Good. George Socha and Tom Gelbmann, creators of the Socha/Gelbmann E-Discovery Survey, have said that they are rethinking how they rank, because too many folks were “foolishly” simply relying on their reports rather than doing the necessary due diligence to be sure they were buying the right products. I applaud them and look forward to the next iteration.
3) Helping strengthen the legal technology community is obviously a big passion of yours. Any new issues you are championing?
My latest crusade is the result of recent disheartening news reports that document severe gender gaps in pay for members of our profession; as well as the latest statistics about how painfully difficult it is for minority lawyers to climb partnership ranks, especially in large firms. Even among paralegal ranks there is a gender gap, which is especially ridiculous because that’s an area dominated by women.
There are no easy answers to these problems, but we simply must address them. In our October issue, I challenged every law firm managing partner, vendor CEO and company GC to immediately remedy gender pay gaps in their shops. There is no excuse for those. Solving the issue of obstacles facing career growth for women, minorities, gays and lesbians is a more challenging and nuanced problem, but one that we simply must make a top priority and continue to address. We cannot give up. It is only right and just. I wrote about this in our November issue, and will continue to keep it front and center in LTN.

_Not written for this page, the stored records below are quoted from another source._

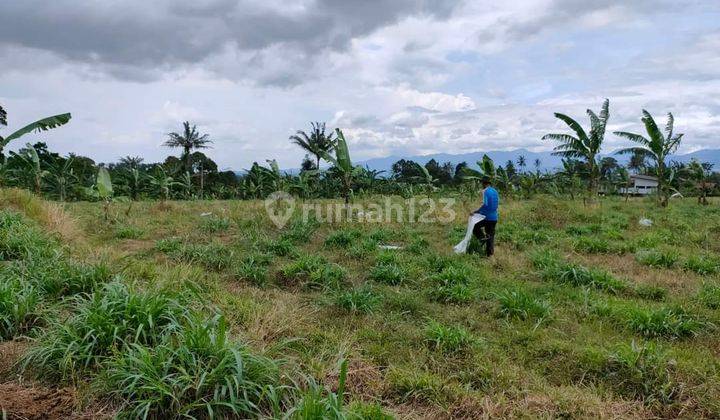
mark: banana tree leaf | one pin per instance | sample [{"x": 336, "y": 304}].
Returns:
[
  {"x": 40, "y": 125},
  {"x": 104, "y": 184}
]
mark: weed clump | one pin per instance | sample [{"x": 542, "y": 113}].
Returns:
[
  {"x": 358, "y": 300},
  {"x": 342, "y": 238},
  {"x": 253, "y": 269},
  {"x": 391, "y": 274},
  {"x": 702, "y": 264},
  {"x": 642, "y": 372},
  {"x": 452, "y": 285},
  {"x": 522, "y": 305},
  {"x": 194, "y": 371},
  {"x": 448, "y": 339},
  {"x": 709, "y": 295},
  {"x": 103, "y": 322},
  {"x": 214, "y": 224},
  {"x": 655, "y": 258},
  {"x": 20, "y": 308}
]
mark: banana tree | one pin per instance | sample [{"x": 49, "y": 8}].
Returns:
[
  {"x": 583, "y": 145},
  {"x": 343, "y": 165},
  {"x": 657, "y": 148},
  {"x": 62, "y": 176},
  {"x": 37, "y": 126},
  {"x": 163, "y": 183},
  {"x": 31, "y": 166}
]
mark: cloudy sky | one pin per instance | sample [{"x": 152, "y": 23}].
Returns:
[{"x": 401, "y": 77}]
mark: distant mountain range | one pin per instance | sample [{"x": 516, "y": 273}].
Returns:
[{"x": 548, "y": 162}]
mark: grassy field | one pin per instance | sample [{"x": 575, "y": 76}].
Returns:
[{"x": 581, "y": 313}]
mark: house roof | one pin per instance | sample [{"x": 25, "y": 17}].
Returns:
[{"x": 647, "y": 177}]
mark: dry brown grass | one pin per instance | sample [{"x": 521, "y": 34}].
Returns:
[{"x": 48, "y": 214}]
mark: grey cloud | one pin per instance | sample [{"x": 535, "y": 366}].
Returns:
[{"x": 148, "y": 35}]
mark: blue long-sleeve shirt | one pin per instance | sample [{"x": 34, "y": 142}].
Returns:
[{"x": 491, "y": 200}]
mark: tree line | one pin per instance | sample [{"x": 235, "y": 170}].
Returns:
[{"x": 193, "y": 175}]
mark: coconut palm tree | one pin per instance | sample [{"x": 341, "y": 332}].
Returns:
[
  {"x": 656, "y": 148},
  {"x": 37, "y": 126},
  {"x": 189, "y": 140},
  {"x": 583, "y": 145},
  {"x": 318, "y": 143}
]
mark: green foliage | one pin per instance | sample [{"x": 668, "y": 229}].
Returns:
[
  {"x": 128, "y": 232},
  {"x": 342, "y": 238},
  {"x": 281, "y": 247},
  {"x": 522, "y": 305},
  {"x": 391, "y": 274},
  {"x": 253, "y": 269},
  {"x": 195, "y": 371},
  {"x": 102, "y": 323},
  {"x": 643, "y": 372},
  {"x": 20, "y": 307},
  {"x": 361, "y": 299},
  {"x": 452, "y": 285},
  {"x": 709, "y": 295},
  {"x": 656, "y": 258},
  {"x": 214, "y": 224},
  {"x": 703, "y": 264},
  {"x": 448, "y": 339}
]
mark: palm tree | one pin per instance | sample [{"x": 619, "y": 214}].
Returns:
[
  {"x": 189, "y": 139},
  {"x": 583, "y": 146},
  {"x": 318, "y": 143},
  {"x": 656, "y": 148},
  {"x": 37, "y": 126}
]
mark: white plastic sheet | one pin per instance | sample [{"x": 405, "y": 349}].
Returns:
[{"x": 474, "y": 218}]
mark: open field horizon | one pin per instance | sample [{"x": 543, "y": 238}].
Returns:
[{"x": 582, "y": 312}]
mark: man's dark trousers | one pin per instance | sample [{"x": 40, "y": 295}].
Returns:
[{"x": 484, "y": 230}]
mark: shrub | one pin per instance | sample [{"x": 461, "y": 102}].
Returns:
[
  {"x": 361, "y": 299},
  {"x": 342, "y": 238},
  {"x": 709, "y": 295},
  {"x": 655, "y": 258},
  {"x": 520, "y": 304},
  {"x": 20, "y": 307},
  {"x": 214, "y": 224},
  {"x": 448, "y": 339},
  {"x": 703, "y": 265},
  {"x": 196, "y": 372},
  {"x": 391, "y": 274},
  {"x": 103, "y": 323}
]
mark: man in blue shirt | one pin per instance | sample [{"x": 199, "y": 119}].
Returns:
[{"x": 485, "y": 229}]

4) Since it’s Halloween, we’ll ask a scary question. In your view, is e-discovery in its current state a help or a hindrance to the legal system?
The short answer is that it’s both. But e-discovery is here to stay, and the challenge before us is to work to develop systems and protocols that help us attain the real goal – to resolve disputes in a fair, speedy, reasonable manner.
I worry that litigation costs have so escalated that disputes today are being resolved more based on risk management assessments (e.g., the cost of the litigation) than the actual merits of the dispute.
5) Finally, be honest with us: How do you REALLY determine who gets to be in the President’s Corner?
Narrowing it down to the most newsworthy releases of the month, and then finding the one photo among all the finalists that’s actually in focus.